First, we have two different mining algorithms to consider: the existing ancestor-feerate transaction selection mechanism (which has been in Bitcoin Core for many years now), and a new transaction selection algorithm that arises from the cluster mempool strategy (which should be more optimal, for a number of reasons). So one thing we can try to do is measure how much better the cluster-mempool algorithm ends up being versus the legacy algorithm (I believe it should be strictly better, when given the same set of mempool transactions to operate on).
Second, in thinking about deviations from optimal, even with the cluster mempool proposal I expect there will be situations where we will not optimally sort a cluster. This is simply because we want to support reasonably large clusters, and our belief is that optimal sorting is an exponential-run-time operation – though we don’t have a proof of this. So the implementation we’re working on falls back to simpler, polynomial-time strategies for big clusters (such as the ancestor-feerate algorithm). Getting a handle on how far below optimal a polynomial-time algorithm ends up being may be difficult for me to manage, because running the exponential-time algorithm will take too long!

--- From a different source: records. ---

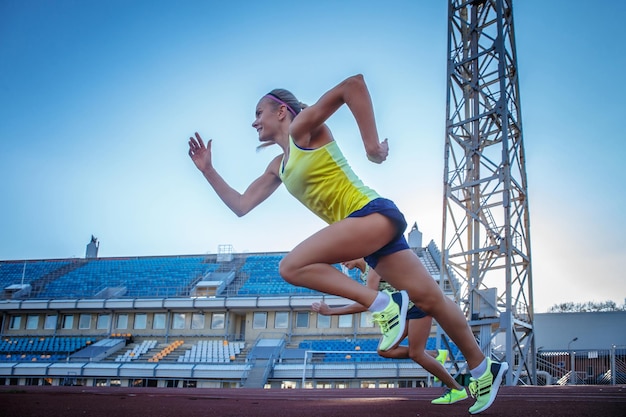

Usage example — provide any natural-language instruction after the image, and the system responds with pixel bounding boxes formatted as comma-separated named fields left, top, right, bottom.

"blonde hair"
left=256, top=89, right=307, bottom=152
left=265, top=88, right=305, bottom=117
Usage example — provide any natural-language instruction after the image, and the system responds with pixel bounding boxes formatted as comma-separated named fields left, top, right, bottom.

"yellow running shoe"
left=468, top=359, right=508, bottom=414
left=431, top=388, right=468, bottom=404
left=434, top=349, right=449, bottom=382
left=436, top=349, right=449, bottom=365
left=372, top=290, right=408, bottom=351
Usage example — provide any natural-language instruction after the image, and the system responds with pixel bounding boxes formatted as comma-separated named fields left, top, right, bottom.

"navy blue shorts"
left=406, top=305, right=428, bottom=320
left=347, top=198, right=409, bottom=268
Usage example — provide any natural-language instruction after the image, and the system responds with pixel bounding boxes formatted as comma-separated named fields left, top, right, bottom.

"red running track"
left=1, top=385, right=625, bottom=417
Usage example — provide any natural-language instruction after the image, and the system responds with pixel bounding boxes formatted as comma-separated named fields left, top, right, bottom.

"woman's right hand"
left=188, top=132, right=213, bottom=173
left=366, top=138, right=389, bottom=164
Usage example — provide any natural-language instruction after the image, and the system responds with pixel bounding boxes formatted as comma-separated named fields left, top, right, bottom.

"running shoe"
left=435, top=349, right=449, bottom=365
left=372, top=290, right=408, bottom=351
left=431, top=388, right=468, bottom=404
left=434, top=349, right=449, bottom=382
left=468, top=359, right=509, bottom=414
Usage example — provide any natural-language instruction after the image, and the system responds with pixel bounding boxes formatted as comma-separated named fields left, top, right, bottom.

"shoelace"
left=468, top=380, right=478, bottom=398
left=372, top=314, right=390, bottom=332
left=440, top=388, right=452, bottom=399
left=469, top=374, right=491, bottom=399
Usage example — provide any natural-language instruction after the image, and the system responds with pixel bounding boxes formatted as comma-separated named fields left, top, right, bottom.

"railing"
left=537, top=345, right=626, bottom=385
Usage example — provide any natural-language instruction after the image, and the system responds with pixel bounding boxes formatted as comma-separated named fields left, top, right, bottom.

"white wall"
left=534, top=311, right=626, bottom=351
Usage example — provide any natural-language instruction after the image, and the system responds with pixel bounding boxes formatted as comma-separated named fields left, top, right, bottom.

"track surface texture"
left=1, top=385, right=625, bottom=417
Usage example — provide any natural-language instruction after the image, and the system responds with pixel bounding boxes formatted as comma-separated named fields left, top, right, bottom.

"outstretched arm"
left=312, top=300, right=367, bottom=316
left=289, top=74, right=389, bottom=163
left=188, top=132, right=282, bottom=217
left=311, top=259, right=383, bottom=316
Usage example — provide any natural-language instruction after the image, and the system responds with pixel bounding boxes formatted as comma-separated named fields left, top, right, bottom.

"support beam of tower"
left=441, top=0, right=535, bottom=385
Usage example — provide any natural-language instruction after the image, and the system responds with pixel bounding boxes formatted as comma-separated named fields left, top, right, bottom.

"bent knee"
left=278, top=256, right=302, bottom=285
left=411, top=291, right=446, bottom=315
left=409, top=350, right=429, bottom=363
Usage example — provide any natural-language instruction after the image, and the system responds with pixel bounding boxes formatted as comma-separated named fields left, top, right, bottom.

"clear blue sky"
left=1, top=0, right=624, bottom=312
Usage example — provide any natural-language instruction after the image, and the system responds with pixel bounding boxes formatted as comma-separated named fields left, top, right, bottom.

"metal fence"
left=536, top=345, right=626, bottom=385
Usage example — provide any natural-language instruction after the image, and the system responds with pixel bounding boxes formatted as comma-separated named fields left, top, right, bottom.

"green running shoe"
left=435, top=349, right=449, bottom=365
left=434, top=349, right=449, bottom=382
left=431, top=388, right=468, bottom=404
left=468, top=359, right=509, bottom=414
left=372, top=290, right=408, bottom=351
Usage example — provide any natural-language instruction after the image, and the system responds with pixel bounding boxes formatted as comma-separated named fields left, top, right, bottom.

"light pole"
left=568, top=337, right=578, bottom=385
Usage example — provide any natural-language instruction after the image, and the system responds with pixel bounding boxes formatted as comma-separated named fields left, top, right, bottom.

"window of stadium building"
left=116, top=314, right=128, bottom=330
left=0, top=377, right=18, bottom=387
left=338, top=314, right=352, bottom=328
left=134, top=313, right=147, bottom=330
left=191, top=313, right=205, bottom=330
left=165, top=379, right=180, bottom=388
left=360, top=312, right=374, bottom=328
left=274, top=312, right=289, bottom=329
left=211, top=313, right=225, bottom=329
left=25, top=378, right=41, bottom=386
left=317, top=314, right=330, bottom=329
left=296, top=312, right=309, bottom=328
left=97, top=314, right=110, bottom=330
left=153, top=313, right=166, bottom=330
left=44, top=315, right=57, bottom=330
left=172, top=313, right=186, bottom=330
left=26, top=315, right=39, bottom=330
left=281, top=381, right=298, bottom=389
left=130, top=378, right=158, bottom=388
left=94, top=379, right=108, bottom=387
left=253, top=312, right=267, bottom=329
left=9, top=315, right=21, bottom=330
left=79, top=314, right=92, bottom=330
left=62, top=315, right=73, bottom=330
left=62, top=377, right=85, bottom=386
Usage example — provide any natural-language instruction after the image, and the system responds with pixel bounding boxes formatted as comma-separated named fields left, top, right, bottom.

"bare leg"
left=279, top=214, right=397, bottom=308
left=377, top=327, right=410, bottom=358
left=406, top=317, right=463, bottom=390
left=279, top=212, right=485, bottom=370
left=374, top=250, right=486, bottom=370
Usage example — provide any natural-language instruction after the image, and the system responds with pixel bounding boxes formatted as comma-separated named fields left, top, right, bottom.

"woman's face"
left=252, top=98, right=280, bottom=142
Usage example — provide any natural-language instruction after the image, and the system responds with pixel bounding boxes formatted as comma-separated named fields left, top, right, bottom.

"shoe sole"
left=431, top=394, right=468, bottom=405
left=469, top=361, right=509, bottom=414
left=448, top=394, right=468, bottom=404
left=379, top=290, right=408, bottom=351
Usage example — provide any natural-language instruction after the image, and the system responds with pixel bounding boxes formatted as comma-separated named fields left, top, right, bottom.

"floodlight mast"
left=441, top=0, right=535, bottom=386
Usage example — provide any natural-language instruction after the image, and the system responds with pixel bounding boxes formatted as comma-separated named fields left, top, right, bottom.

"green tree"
left=548, top=300, right=626, bottom=313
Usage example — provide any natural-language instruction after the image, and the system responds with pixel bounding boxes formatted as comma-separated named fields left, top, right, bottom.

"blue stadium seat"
left=297, top=337, right=464, bottom=363
left=35, top=256, right=216, bottom=298
left=0, top=260, right=71, bottom=290
left=0, top=337, right=97, bottom=362
left=238, top=255, right=362, bottom=296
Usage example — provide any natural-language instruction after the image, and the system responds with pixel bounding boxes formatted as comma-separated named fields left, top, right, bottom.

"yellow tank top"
left=279, top=137, right=380, bottom=224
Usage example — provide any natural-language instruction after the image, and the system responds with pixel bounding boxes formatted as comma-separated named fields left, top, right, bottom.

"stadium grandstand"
left=1, top=226, right=624, bottom=389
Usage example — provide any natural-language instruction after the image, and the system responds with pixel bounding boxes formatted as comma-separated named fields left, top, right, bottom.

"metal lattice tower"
left=441, top=0, right=535, bottom=385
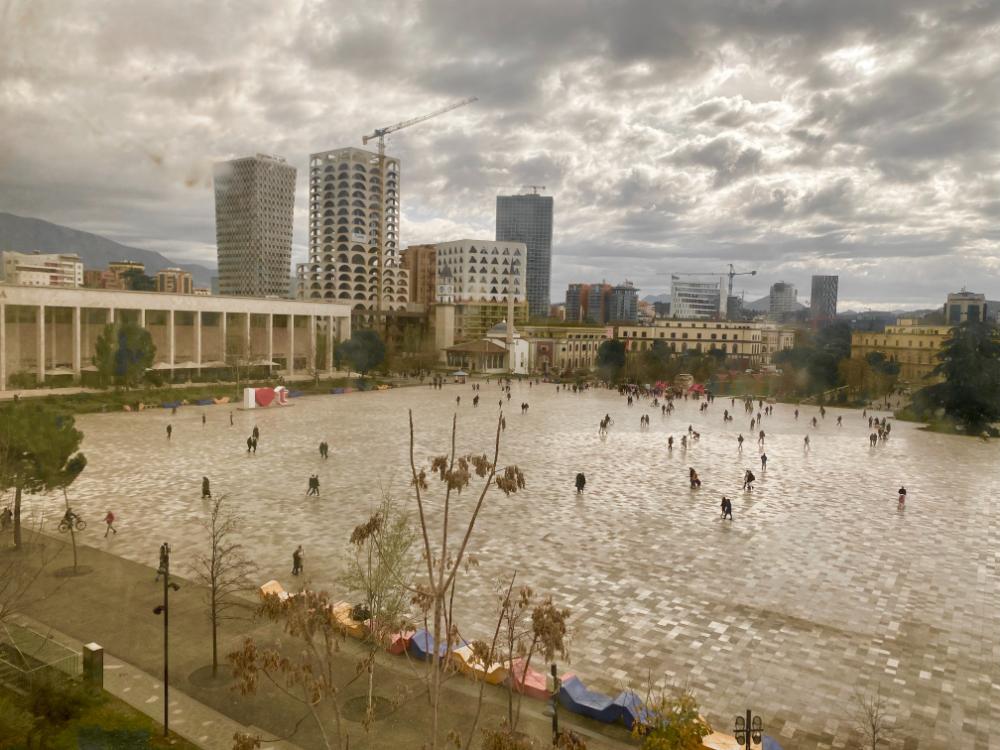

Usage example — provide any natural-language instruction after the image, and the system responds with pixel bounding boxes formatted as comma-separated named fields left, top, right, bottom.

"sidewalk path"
left=10, top=612, right=302, bottom=750
left=8, top=533, right=637, bottom=750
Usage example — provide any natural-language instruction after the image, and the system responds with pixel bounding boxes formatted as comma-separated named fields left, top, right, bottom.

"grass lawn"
left=0, top=681, right=202, bottom=750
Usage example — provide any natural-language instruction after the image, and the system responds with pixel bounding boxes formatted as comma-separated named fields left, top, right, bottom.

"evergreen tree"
left=340, top=329, right=386, bottom=377
left=93, top=322, right=156, bottom=389
left=596, top=339, right=626, bottom=381
left=919, top=321, right=1000, bottom=435
left=0, top=403, right=86, bottom=550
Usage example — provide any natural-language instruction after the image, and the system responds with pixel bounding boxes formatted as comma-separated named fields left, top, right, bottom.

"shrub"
left=29, top=673, right=96, bottom=726
left=0, top=694, right=34, bottom=748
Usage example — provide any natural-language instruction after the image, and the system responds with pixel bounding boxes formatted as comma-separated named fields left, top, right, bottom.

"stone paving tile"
left=51, top=384, right=1000, bottom=749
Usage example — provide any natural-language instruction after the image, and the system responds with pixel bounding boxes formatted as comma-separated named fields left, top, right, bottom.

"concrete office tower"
left=300, top=147, right=408, bottom=315
left=496, top=192, right=553, bottom=319
left=810, top=275, right=839, bottom=325
left=670, top=276, right=727, bottom=319
left=769, top=282, right=798, bottom=319
left=213, top=154, right=296, bottom=297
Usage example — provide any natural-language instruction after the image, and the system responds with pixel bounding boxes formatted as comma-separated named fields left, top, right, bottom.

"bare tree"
left=230, top=589, right=356, bottom=750
left=195, top=494, right=257, bottom=677
left=407, top=410, right=526, bottom=749
left=853, top=685, right=891, bottom=749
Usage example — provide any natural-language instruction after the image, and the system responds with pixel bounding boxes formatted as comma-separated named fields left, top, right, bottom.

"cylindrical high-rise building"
left=496, top=192, right=553, bottom=319
left=213, top=154, right=296, bottom=297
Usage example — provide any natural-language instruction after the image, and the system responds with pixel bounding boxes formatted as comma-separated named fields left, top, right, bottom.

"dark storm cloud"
left=1, top=0, right=998, bottom=308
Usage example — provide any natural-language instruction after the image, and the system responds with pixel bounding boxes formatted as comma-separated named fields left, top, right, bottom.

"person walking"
left=230, top=411, right=234, bottom=426
left=897, top=486, right=907, bottom=509
left=154, top=542, right=170, bottom=582
left=292, top=545, right=304, bottom=576
left=0, top=507, right=11, bottom=531
left=307, top=475, right=320, bottom=496
left=575, top=472, right=586, bottom=493
left=737, top=434, right=744, bottom=452
left=246, top=436, right=254, bottom=453
left=743, top=469, right=755, bottom=491
left=103, top=510, right=117, bottom=537
left=689, top=468, right=701, bottom=488
left=201, top=476, right=211, bottom=499
left=804, top=435, right=811, bottom=451
left=202, top=413, right=206, bottom=427
left=252, top=425, right=260, bottom=442
left=251, top=436, right=258, bottom=454
left=760, top=453, right=767, bottom=470
left=720, top=496, right=733, bottom=520
left=166, top=424, right=172, bottom=440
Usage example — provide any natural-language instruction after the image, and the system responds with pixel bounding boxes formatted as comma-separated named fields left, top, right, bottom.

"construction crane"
left=361, top=96, right=478, bottom=318
left=522, top=185, right=546, bottom=194
left=656, top=264, right=757, bottom=298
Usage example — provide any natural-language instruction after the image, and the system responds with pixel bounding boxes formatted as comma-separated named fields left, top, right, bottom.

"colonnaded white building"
left=0, top=286, right=352, bottom=391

And finally, there is the knapsack problem – even if we optimally sorted clusters based on the feerate diagram metric, actually optimal blocks can deviate from our approximation, because at the end of the block we might not have space for our next highest feerate-sorted transaction chunk. Getting a bound on this in practice is pretty easy; we can just look at how full the block is at the first point that we’d select a chunk of transactions that don’t fit, and that gives an idea of how close we must be to optimal. In the worst case, since ancestor packages (and cluster sizes, in the current cluster mempool proposal) are bounded at 101kvb, we’re only in theory guaranteed to be ~90% of optimal, but I believe in practice most transactions are small enough that we do much better.
At any rate, I should be able to produce some data on the first and last items here as I do more research (but it will likely be several months before I get to this).